If Hunt offhandedly declared that drinking petrol is seriously hazardous to health, the reflex would to be drive to the nearest Texaco, stick a nozzle in the mouth, and wait impatiently for the person in the booth to activate the pump.

Somehow his betters have sanctioned the klutz to speak, and he indulged this curious licence to warn that leaving would be a catastrophe for the NHS. It risks removing up to 100,000 key workers from EU countries from the health service, he insists.

It would also apparently precipitate a funding crisis, though why he wouldn’t welcome outside help in finishing the job he started there is unclear. Professional pride, I guess.

Nigel Farage worries that remaining will flood the country with sex pests, and the PM frets that leaving will make us more vulnerable to Isis.

The Daily Express, while condemning such hysteria, warns that the EU means to seize control of our coasts (doubtless with an eye to dousing the White Cliffs of Dover with a gigantic Sarson’s bottle and watching them dribble into the sea.

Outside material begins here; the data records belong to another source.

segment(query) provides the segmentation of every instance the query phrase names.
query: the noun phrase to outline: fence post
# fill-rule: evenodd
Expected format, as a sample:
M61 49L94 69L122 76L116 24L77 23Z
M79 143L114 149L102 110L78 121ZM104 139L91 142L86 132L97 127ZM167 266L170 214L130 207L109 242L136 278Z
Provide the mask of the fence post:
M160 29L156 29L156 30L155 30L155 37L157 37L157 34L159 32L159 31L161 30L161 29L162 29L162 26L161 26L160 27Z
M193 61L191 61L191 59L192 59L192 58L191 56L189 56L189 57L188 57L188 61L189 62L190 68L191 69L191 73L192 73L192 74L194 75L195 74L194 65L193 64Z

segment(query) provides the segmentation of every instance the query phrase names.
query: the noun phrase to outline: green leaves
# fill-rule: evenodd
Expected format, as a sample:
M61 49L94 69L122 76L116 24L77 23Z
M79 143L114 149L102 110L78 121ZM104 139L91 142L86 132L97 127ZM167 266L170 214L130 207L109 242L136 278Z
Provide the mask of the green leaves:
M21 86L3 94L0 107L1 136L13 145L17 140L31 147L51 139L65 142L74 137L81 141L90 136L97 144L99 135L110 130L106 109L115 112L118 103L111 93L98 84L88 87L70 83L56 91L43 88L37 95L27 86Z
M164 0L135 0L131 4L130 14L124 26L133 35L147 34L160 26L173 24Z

And how do you think Vera Lynn would feel about that?).

On and on and on it goes, this wretched, witless race to the paranoid bottom, though leaked documents from both sides establish that we haven’t begun to plumb the depths.

On Friday, speaking for Brexit, Michael Gove will warn of secret Brussels plans to mandate the recipe for orange marmalade as three parts farmyard slurry, one part weapons grade plutonium.

In a hard-hitting Sunday Times riposte, meanwhile, George Osborne will warn that within weeks of voting to leave, a vast army of talking apes will emerge from its New Forest hiding place, marching on London wielding shoulder-held missile launchers in a bid to oust the Queen and replace her on the throne with an 11-year-old orangutan called Suki.

Next up, one of Farage’s pinheads will warn that a vote to stay is a vote for all English-grown asparagus to be coated with mercury, in accord with new Intestinal Barometer legislation being drafted by deranged Eurocrats as we speak.

The CBI will counter that, if we do vote to leave, we won’t be allowed to have a currency ever again, the only items legally acceptable as barter being Bendix Bittermints and Dr Scholl shoes.

As for the rest of us, the ones caught in the crossfire who will trudge to the polls on June 23rd and sullenly vote to stay in as the lesser of two evils, all we can do is stick a finger in each ear and hum la-la-la-la-la-la until it passes.

If there is cause to be afraid, it is about living in a country so inviolably stupid and so unfathomably shallow that an incalculably important debate about its future is framed in the style of kindergarten playground squabbles.